In order to determine whether there are conflicting operations in the transaction, a line lock may be constructed for the operations according to a unique identifier of the data in the operation. Specifically, the value of the unique identifier may be used as the value of the row lock, which indicates that there is a row lock conflict between two transactions if there is an operation with the same value of the row lock in the two transactions. In the database usage scenario ROWID may be used as the unique identifier for the operation, although different databases have different embodiments in ROWID, some with physical address structures such as ORACLE, some with logical integers such as SQL SERVER and DM7, etc., but follow a principle that the ROWID value of each row of data on a single table is unique. Meanwhile, in the log operation recorded by the database, the log of each operation is provided with corresponding ROWID information for marking the data row corresponding to the log operation, and the ROWID of each operation in the transaction can be simultaneously obtained as a unique identifier by obtaining the transaction to be synchronized from the database log. The running mechanism of the database ensures that the same ROWID data is not allowed to be modified by a plurality of transactions in parallel, so that when the operations with ROWID information are put in storage in data synchronization, the conflicting transactions can be executed in series through mutually exclusive transactions with the same ROWID information, the conflict-free transactions are executed in parallel, the parallelism of the transaction put in storage is effectively increased, and the transaction submitting sequence is partially ignored under the condition that the conflict does not occur, so that the synchronization performance is improved. In the non-database field, a unique identifier actually used, such as a file ID, can be selected according to an actual scene; multiple sets of eigenvalues may also be used as unique identifiers for data, such as table name + ROWID when multiple tables are synchronized simultaneously.
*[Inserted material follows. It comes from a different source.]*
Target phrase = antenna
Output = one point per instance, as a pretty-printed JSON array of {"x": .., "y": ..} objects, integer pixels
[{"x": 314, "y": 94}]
Step 105: judging whether the current transaction in each execution thread has row lock conflict with the transaction before the current transaction in the submitting sequence, if so, putting the current transaction into a wakeup queue of the execution thread where the transaction having row lock conflict exists for waiting.

In order to avoid conflict when the transactions are executed, whether the current transaction of each execution thread has the line lock conflict or not can be judged according to the line locks, if the current transaction of the two threads contains the same line lock, the line lock conflict exists between the two transactions, the transaction with the later commit order in the two transactions needs to wait for the transaction with the earlier commit order to be executed after the execution of the transaction with the earlier commit order is completed. Therefore, when there is a line lock conflict between two transactions, it is necessary to put the transaction with the later commit order into a wake queue in the execution thread where the transaction with the earlier commit order is located, and suspend the execution thread where the transaction with the later commit order is located, so as to wake up the transaction with the later commit order after the execution of the transaction with the earlier commit order is completed. By using the wake-up queue, the execution of the next transaction is triggered by the wake-up message, so that the execution sequence among the mutually conflicting transactions can be conveniently managed, and additional execution state monitoring and scheduling are not needed.

Step 106: the execution threads execute the current transaction in parallel without a row lock conflict.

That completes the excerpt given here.